Evan Martin wrote:
On 9/2/05, Angela beesley@gmail.com wrote:
Google miscategorizes the language of some of the Hungarian Wikipedia pages. E.g. it thinks that our Adolf Hitler article is in czech.
How do you know they are miscategorising the language? http://www.google.com/search?q=inurl%3A%22Adolf+Hitler%22+site%3Ahu.wikipedia.org
This makes it seem like they haven't indexed the page at all, not that they've marked it as the wrong language.
I believe this is correct. We've had problems in the past with overloading wikipedia so the crawl has been throttled way back.
Throttled back to what? I remember having problems in late 2003 and early 2004, but we have 30 times as much hardware now, so we could handle a proportionally higher crawl rate, say 10 or 20 requests per second. That is, unless one of the other system administrators wants to disagree.
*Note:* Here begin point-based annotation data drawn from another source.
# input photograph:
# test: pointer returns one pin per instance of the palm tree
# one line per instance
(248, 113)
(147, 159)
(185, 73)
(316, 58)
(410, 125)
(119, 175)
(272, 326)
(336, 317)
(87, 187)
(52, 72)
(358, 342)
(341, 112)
This doesn't mean every man and his dog can try to crawl our site with wget at 20 requests per second. Our number of users is higher, and those users still have to be careful not to take any more than their fair share of the resources, or else they risk being blocked without notice. I would still recommend a crawl delay of at least 2 seconds for users without specific approval. But I think we're in a position now where we can make an exception for the big search engines.
-- Tim Starling